Determine the value of the External money needed for next year. 2. What would be the impact on ROE and Debt Equity ratios if the company decides to cover the external money needed by raising debt?
ABC Inc. is a juice producer which has been growing steadily for the past 5 years. According to the expected market demand, the company is planning to grow its sales at 15% next year. Since the company is currently operating at full capacity, fixed assets will also grow proportional to sales, same as current assets and current liabilities. However, long-term debt and equity will not grow proportional to sales but rather management will decide upon thier next year level based on an acceptable level of debt to equity ratio as well as ROE ratio. The company has a dividend pay-out ratio of 40% which the management want to maintain in order to meet the shareholders expectations.
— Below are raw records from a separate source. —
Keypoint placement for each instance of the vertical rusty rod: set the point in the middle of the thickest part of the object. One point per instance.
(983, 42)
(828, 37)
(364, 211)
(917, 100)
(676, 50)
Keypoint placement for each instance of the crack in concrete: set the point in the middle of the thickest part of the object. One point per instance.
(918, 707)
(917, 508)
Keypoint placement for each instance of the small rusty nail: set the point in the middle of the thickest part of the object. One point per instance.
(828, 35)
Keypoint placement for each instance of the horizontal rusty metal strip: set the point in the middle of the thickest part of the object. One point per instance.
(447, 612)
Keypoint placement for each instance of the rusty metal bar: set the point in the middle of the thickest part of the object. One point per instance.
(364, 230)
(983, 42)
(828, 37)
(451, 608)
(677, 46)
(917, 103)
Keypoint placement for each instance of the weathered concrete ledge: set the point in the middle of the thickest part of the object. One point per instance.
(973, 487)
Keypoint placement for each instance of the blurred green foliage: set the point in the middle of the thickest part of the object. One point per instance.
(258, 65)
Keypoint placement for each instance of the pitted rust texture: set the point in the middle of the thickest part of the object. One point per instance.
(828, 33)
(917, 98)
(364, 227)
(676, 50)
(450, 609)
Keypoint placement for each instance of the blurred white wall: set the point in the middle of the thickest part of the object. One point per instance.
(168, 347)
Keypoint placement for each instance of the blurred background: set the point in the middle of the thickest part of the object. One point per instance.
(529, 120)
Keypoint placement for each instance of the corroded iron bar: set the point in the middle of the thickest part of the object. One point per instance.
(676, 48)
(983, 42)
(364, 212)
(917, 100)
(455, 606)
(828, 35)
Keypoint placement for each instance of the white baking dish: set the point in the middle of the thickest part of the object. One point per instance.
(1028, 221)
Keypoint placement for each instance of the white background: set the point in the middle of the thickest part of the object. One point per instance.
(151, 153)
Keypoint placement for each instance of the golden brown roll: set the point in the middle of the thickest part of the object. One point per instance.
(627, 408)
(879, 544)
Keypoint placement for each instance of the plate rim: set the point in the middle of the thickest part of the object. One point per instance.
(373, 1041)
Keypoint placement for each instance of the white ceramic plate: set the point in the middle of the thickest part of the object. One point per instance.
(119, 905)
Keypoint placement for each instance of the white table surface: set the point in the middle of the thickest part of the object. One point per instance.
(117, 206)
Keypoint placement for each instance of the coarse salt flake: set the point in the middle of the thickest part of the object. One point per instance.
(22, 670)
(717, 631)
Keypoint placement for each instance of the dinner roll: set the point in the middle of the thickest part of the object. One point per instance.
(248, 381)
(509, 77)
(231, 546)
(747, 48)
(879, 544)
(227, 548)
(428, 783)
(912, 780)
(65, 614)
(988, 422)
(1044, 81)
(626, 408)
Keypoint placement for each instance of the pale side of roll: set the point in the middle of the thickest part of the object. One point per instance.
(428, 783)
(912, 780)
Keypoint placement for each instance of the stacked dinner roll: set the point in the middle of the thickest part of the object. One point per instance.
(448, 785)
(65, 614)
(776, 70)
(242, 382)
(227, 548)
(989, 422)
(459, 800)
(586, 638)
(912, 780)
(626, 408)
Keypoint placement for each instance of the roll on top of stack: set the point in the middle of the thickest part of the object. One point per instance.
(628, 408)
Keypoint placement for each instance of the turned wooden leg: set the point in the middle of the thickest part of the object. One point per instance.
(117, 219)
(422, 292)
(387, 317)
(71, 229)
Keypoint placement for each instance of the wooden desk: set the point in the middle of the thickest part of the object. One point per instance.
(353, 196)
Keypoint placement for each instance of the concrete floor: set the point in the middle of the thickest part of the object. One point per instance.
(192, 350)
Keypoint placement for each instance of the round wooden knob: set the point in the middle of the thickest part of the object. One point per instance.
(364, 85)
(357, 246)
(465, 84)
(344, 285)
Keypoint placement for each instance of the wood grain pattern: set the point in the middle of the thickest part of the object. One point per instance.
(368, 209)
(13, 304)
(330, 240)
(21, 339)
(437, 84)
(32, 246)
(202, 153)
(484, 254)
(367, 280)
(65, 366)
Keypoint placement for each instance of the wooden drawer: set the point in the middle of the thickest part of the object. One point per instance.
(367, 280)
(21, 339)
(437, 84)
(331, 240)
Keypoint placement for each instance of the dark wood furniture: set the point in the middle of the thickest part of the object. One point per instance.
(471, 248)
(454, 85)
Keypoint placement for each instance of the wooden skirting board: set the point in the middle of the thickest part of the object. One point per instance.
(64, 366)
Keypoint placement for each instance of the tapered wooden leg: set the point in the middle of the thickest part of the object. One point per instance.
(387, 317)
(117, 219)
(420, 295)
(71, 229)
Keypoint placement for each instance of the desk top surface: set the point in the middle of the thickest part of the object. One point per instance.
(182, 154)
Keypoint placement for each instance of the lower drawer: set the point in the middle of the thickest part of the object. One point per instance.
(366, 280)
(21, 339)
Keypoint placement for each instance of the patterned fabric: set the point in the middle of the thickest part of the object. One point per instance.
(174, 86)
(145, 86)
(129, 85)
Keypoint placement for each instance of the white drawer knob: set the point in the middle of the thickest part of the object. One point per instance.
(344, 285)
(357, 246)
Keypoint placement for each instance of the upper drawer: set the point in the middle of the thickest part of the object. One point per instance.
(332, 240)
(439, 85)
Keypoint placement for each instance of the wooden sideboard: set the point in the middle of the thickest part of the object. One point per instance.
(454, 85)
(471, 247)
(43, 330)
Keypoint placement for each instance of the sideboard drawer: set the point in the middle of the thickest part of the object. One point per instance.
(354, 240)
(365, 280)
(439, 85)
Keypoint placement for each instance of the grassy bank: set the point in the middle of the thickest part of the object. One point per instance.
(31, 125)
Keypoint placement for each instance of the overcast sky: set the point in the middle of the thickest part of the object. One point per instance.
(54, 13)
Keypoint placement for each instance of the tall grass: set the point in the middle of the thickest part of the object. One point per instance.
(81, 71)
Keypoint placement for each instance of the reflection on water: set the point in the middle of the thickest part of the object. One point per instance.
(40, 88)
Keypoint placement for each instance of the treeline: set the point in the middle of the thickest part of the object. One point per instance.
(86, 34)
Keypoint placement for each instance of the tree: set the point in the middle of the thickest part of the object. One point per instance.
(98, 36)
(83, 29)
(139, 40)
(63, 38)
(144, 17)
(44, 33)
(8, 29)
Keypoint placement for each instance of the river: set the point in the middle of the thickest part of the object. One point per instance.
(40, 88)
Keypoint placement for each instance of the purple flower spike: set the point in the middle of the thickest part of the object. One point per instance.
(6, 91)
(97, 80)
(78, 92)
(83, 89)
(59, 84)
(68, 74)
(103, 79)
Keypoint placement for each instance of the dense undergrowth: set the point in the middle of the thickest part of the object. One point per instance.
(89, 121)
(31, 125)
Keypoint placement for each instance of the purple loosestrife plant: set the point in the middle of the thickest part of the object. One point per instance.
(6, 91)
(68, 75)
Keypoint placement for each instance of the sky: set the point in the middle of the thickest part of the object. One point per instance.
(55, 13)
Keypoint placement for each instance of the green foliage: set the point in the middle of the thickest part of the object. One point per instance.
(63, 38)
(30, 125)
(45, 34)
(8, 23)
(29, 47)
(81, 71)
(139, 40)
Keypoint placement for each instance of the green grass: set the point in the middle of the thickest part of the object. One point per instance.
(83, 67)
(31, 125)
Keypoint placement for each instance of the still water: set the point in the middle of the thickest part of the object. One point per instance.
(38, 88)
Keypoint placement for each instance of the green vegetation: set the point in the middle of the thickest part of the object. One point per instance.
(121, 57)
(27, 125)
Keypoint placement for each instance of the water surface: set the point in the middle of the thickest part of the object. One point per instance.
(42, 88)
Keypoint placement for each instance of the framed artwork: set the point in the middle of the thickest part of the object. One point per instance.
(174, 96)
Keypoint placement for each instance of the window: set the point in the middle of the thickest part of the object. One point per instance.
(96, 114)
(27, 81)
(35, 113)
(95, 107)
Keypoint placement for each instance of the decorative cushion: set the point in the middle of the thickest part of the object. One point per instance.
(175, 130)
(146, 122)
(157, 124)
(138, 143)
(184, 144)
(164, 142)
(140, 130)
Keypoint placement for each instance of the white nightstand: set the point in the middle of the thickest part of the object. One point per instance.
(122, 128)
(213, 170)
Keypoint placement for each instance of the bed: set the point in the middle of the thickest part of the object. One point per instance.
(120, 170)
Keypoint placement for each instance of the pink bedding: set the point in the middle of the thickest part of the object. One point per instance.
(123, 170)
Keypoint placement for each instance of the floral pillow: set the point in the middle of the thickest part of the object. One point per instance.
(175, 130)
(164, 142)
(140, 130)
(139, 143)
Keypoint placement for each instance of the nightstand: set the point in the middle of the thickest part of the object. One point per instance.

Below are the financial statements of ABC Inc. for the year ending Sept 2020.
Amounts in 000s | |
Sep-20 | |
Sales | 5700 |
Costs | 4200 |
Taxable Income | 1500 |
Taxes (34%) | 510 |
Net Income | 990 |
Amounts in 000s | |||
Sept-20 | Sept-20 | ||
Cash | 200 | Accounts Payable | 2000 |
Accounts Receivables | 1600 | Accrued Expenses | 200 |
Inventory | 2100 | Current Liabilities | 2200 |
Current Assets | 3900 | Long-Term Debt | 3750 |
Fixed Assets | 8100 | Equity | 6050 |
Total Assets | 12000 | Total Liabilities and Equity | 12000 |
1. Determine the value of the External money needed for next year.
2. What would be the impact on ROE and Debt Equity ratios if the company decides to cover the external money needed by raising debt?